Kepada Suci, Munir mengaku pernah bertemu dengan panglima Perang GAM Jenderal Abdullah Syafii. Informasi dari pertemuan itu yang juga akan dituliskan Munir dalam tesisnya nanti.
Suci berkata Munir ingin mendorong perdamaian di Aceh. Munir mendorong pemerintah tidak menggunakan pendekatan militer menyelesaikan konflik bersenjata di Aceh. “Dia menolak pemerintah Indonesia yang terus menerus mengirimkan pasukan ke Aceh,” kata dia.
Munir pun mengajukan proporal beasiswa soal Aceh itu kepada Interchurch Organisation for Development Cooperation (ICCO). ICCO pun bersedia memberikan Munir beasiswa masternya selama 12 bulan di Utrecht.
Dalam buku Tembok Tebal Pengusutusan Pembunuhan Munir yang ditulis Imparsial pada 2006, Munir mengkritik Presiden ke-4 Megawati Soekarnoputri yang menetapkan darurat militer di Aceh melalui Keputusan Presiden Nomor 28 Tahun 2003 pada 19 Mei 2003. Munir memandang penetapan status dibarengi operasi militer itu menjadi bukti pemerintah selama ini tidak serius menyelesaikan konflik di NAD.
Munir melihat pemerintah sipil tidak memiliki taji dalam menyelesaikan konflik di Aceh. Buktinya, jauh sebelum darurat sipil ditetapkan, pemerintah sudah sering mengerahkan pasukan untuk menyelesaikan konflik bersenjata di NAD.
Munir juga menyoroti pelanggaran yang dilakukan DPR. Penetapan darurat militer harus mendapatkan persetujuan DPR. Penetapan itu diatur dalam pasal 12 UUD 1945 dan Peraturan Pemerintah Pengganti Undang-Undang (Perppu) Nomor 23 Tahun 1959 tentang Penetapan Keadaan Bahaya.
DPR kala itu belum menyetujui penetapan status darurat militer yang diumumkan oleh Megawati. Namun, DPR membiarkan begitu saja pengerahan militer ke NAD.
Bagi Munir, pengiriman militer hanya merusak rasa persatuan dan kesatuan bangsa. Pemerintah sipil tidak bisa menjamin tidak adanya korban sipil akibat pengerahan militer itu. Keputusan politik pemerintah itu juga bisa menjadi pembenaran militer melakukan kekerasan tanda ada penegakan hukum.
Munir mengatakan pendekatan militer juga bisa melumpuhkan kemampuan nasional dalam menyelesaikan konflik di NAD. Dia khawatir rakyat NAD marah karena masalahnya diselesaikan dengan pendekatan militer.
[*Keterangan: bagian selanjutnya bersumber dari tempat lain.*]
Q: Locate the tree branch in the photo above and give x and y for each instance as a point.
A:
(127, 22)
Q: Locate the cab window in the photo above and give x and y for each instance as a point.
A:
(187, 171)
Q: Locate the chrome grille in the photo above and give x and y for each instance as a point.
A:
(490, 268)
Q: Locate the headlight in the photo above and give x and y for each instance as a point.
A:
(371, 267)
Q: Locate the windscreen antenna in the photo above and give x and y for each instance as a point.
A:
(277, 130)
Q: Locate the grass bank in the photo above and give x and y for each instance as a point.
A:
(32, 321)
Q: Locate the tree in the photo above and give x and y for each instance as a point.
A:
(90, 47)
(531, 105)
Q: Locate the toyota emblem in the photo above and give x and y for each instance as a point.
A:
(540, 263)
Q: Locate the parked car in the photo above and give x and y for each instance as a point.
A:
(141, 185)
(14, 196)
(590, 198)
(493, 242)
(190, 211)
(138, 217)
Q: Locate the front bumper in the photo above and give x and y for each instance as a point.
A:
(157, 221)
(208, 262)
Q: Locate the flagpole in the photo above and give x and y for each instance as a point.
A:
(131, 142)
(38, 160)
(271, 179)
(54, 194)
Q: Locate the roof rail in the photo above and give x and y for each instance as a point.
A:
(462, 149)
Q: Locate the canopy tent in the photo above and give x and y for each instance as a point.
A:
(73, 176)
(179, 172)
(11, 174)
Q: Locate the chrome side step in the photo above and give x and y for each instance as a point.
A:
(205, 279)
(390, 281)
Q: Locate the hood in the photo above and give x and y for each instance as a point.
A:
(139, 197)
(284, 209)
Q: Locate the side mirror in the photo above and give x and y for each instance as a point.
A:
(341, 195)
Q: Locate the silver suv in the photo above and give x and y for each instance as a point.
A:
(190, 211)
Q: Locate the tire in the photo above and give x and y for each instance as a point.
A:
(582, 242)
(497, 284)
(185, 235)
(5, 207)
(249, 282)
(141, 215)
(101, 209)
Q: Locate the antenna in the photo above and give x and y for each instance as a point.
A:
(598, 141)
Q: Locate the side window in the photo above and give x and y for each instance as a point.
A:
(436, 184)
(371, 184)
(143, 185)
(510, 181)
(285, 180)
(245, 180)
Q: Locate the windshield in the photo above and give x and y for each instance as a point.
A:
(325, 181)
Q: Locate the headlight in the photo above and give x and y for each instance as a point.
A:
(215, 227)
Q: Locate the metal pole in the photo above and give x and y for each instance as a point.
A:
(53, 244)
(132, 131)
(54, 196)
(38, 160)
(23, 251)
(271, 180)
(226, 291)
Sebab, keberlanjutan kekerasan di NAD selama ini terjadi karena masalah diselesaikan dengan penggunaan senjata.
Munir juga menyoroti digelarnya persidangan militer terhadap prajurit TNI karena melakukan tindakan penganiayaan ketika operasi militer berjalan. Bagi Munir, setiap pelanggaran harus ada penindakan secara hukum.
Meski begitu, Munir mengatakan peradilan itu juga harus dikoreksi masyarakat. Percuma melakukan peradilan bila masyarakat tidak bisa memonitor jalanya peradilan itu.
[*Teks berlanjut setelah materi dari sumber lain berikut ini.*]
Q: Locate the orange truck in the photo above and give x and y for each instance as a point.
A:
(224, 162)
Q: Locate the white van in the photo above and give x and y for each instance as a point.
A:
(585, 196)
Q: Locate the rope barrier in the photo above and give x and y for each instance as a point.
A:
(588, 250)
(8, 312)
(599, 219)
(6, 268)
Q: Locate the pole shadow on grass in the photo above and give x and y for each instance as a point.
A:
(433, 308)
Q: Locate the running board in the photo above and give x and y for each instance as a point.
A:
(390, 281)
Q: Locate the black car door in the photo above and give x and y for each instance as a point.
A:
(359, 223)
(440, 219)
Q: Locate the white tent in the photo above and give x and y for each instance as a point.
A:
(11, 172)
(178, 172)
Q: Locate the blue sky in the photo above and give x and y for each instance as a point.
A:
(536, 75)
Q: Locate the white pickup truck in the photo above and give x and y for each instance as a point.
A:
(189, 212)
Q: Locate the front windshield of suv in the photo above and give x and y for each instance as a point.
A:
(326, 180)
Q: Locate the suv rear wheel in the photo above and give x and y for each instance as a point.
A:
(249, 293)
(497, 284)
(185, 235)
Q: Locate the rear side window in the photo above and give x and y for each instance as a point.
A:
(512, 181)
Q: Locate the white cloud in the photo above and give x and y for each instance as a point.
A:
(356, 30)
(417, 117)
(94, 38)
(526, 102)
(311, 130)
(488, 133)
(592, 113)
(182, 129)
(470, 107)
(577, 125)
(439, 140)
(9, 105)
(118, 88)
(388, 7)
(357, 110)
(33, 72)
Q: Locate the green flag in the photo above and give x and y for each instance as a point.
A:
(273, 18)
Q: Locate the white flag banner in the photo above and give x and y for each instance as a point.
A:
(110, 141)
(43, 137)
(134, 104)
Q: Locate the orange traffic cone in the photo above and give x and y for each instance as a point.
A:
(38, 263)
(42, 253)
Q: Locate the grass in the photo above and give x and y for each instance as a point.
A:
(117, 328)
Munir juga mengkritik sistem peradilan terhadap anggota militer di Indonesia. Mestinya, militer yang melakukan kejahatan pidana umum diadili peradilan umum. Namun anggota yang melakukan kejahatan pidana umum diadili di peradilan militer. Bagi Munir, keadaan itu merupakan bentuk impunitas.
Setelah satu tahun Munir meninggal pada 7 September 2004, konflik bersenjata di Aceh antara GAM dan pemerintah Indonesia selesai setelah penandatanganan Perjanjian Helsinki pada 15 Agustus 2005. Kesepakatan damai ini mengakhiri konflik yang telah berlangsung selama hampir 30 tahun dan memberikan otonomi khusus bagi Aceh di bawah Republik Indonesia.